Identity Validation Online
I was having a conversation with my wife about the Twilight Zone. Every year the Sci-Fi channel as a 24-hour marathon of most of the episodes. My wife was telling me about her favorite episode “The Changing of the Guard” and how it makes her cry everytime she sees it. During this talk, Paul F. Tompkins (PFT), the host of Best Week Ever and @twitterkins on Twitter was doing a running commentary on the episodes that were playing on Sci-Fi. I sent him a reply telling him my wife’s favorite episode.
He replied quickly asking me about the episode. I explained the plot and told my wife that I was telling Paul F. Tompkins about the episode.
She asked me the $64 million question… “How do you know it is him?”

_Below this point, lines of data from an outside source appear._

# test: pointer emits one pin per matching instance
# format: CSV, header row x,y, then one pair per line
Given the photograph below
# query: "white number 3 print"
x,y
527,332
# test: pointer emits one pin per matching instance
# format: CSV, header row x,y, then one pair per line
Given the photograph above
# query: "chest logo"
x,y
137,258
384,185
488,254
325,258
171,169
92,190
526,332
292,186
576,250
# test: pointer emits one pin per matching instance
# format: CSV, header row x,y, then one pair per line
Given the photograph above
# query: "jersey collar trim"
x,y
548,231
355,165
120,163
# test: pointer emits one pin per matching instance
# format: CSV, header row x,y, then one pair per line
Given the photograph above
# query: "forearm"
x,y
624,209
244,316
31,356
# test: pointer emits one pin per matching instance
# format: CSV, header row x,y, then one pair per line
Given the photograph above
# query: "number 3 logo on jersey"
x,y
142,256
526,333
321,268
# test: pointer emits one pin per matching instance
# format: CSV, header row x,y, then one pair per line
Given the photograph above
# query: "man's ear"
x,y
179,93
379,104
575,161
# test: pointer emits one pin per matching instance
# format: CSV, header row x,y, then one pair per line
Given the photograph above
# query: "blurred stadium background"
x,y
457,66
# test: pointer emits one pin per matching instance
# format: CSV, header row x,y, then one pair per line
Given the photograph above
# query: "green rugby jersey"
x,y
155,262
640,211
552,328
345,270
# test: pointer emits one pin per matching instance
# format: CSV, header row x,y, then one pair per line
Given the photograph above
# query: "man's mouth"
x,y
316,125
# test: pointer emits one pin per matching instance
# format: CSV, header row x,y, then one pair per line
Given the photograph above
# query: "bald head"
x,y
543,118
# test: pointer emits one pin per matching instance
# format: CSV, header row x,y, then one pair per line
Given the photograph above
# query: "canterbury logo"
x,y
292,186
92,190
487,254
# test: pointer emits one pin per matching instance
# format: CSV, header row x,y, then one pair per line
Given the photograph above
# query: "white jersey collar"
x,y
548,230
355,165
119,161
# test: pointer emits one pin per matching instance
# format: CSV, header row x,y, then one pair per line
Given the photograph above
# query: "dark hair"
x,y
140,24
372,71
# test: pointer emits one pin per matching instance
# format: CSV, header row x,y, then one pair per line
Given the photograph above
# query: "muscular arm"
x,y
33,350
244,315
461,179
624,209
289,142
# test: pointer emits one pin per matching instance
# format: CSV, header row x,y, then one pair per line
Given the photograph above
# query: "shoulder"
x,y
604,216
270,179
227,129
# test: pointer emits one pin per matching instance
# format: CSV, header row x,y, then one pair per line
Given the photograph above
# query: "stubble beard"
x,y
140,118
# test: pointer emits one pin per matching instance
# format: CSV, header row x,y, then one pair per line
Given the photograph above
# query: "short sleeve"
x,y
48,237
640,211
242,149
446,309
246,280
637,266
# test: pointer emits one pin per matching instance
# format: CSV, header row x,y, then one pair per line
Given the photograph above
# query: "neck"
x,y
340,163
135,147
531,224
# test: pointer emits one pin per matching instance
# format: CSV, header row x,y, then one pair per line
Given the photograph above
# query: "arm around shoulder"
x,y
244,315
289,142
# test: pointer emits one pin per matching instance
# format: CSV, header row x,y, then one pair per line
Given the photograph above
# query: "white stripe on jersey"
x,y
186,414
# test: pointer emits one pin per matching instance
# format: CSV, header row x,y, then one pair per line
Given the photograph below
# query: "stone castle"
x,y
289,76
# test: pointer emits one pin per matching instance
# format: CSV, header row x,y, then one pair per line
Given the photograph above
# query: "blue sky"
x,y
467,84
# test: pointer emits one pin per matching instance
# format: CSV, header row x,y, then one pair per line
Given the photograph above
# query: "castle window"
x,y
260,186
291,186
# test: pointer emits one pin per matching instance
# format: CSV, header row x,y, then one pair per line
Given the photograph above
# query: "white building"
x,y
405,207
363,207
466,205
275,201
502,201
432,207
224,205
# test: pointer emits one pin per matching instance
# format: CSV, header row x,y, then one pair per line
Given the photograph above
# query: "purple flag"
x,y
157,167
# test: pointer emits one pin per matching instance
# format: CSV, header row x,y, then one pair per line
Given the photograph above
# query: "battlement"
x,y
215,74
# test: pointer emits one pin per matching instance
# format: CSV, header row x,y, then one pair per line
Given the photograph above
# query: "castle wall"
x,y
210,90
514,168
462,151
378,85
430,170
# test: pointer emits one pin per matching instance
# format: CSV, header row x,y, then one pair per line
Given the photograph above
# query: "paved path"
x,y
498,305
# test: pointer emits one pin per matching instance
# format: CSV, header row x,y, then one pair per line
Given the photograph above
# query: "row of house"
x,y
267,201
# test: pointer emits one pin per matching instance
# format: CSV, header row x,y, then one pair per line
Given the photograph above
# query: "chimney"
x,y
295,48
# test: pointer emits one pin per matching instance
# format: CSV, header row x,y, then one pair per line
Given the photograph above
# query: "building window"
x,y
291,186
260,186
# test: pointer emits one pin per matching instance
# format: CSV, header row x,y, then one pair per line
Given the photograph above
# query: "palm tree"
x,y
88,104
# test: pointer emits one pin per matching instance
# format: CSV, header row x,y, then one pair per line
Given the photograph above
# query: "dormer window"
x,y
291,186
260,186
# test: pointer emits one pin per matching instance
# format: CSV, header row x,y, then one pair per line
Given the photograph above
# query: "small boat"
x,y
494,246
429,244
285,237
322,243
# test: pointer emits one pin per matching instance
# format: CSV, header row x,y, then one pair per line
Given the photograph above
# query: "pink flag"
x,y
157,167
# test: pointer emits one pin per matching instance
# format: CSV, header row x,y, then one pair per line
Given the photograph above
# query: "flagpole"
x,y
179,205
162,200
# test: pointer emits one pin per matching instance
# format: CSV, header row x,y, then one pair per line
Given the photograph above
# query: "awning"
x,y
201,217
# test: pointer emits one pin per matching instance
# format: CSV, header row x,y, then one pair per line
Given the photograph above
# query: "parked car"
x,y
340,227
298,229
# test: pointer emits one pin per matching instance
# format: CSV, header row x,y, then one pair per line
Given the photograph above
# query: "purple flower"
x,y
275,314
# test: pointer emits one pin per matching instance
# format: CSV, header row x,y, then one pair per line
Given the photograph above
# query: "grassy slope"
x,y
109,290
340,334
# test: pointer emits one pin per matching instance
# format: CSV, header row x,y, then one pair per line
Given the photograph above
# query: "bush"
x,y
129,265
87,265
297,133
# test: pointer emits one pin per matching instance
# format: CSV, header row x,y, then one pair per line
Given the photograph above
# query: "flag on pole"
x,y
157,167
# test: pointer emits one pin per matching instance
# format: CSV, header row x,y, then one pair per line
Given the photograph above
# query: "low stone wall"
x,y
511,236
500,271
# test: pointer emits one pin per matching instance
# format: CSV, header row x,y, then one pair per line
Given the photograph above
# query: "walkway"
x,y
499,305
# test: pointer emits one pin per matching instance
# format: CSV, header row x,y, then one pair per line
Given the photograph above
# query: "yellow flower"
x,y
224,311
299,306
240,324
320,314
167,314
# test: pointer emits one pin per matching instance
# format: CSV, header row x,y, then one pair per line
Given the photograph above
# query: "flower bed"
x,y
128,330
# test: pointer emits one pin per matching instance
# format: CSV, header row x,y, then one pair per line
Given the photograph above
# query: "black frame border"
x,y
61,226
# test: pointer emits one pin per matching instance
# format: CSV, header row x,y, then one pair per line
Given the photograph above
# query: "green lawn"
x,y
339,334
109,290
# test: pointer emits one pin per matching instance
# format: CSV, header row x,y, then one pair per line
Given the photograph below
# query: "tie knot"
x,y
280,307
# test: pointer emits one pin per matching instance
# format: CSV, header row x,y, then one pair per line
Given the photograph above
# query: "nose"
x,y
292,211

Hmm, that’s a fair question. I told her that there were contextual clues present in previous postings done by @twitterkins. For example, he was having a Twitter conversation with John Hodgman (@hodgman on Twitter). PFT presented himself as an authentic to Hodgman and Hodgman validated him as being PFT. Hodgman talked about his Twitter experience on This Week in Tech. Therefore, I had a good idea that I was replying to PFT. However, let’s say I had no real-world methods of validating a person’s online identity. How would I prove that the person I was talking to was the person I was talking to? If I had no real-world contacts with the person, I guess the simplest way to validate the person’s identity would be to look for virtual artifacts that already have been confirmed as being created by the person and look for similarities between those artifacts and artifacts presented to me by whomever I am talking to.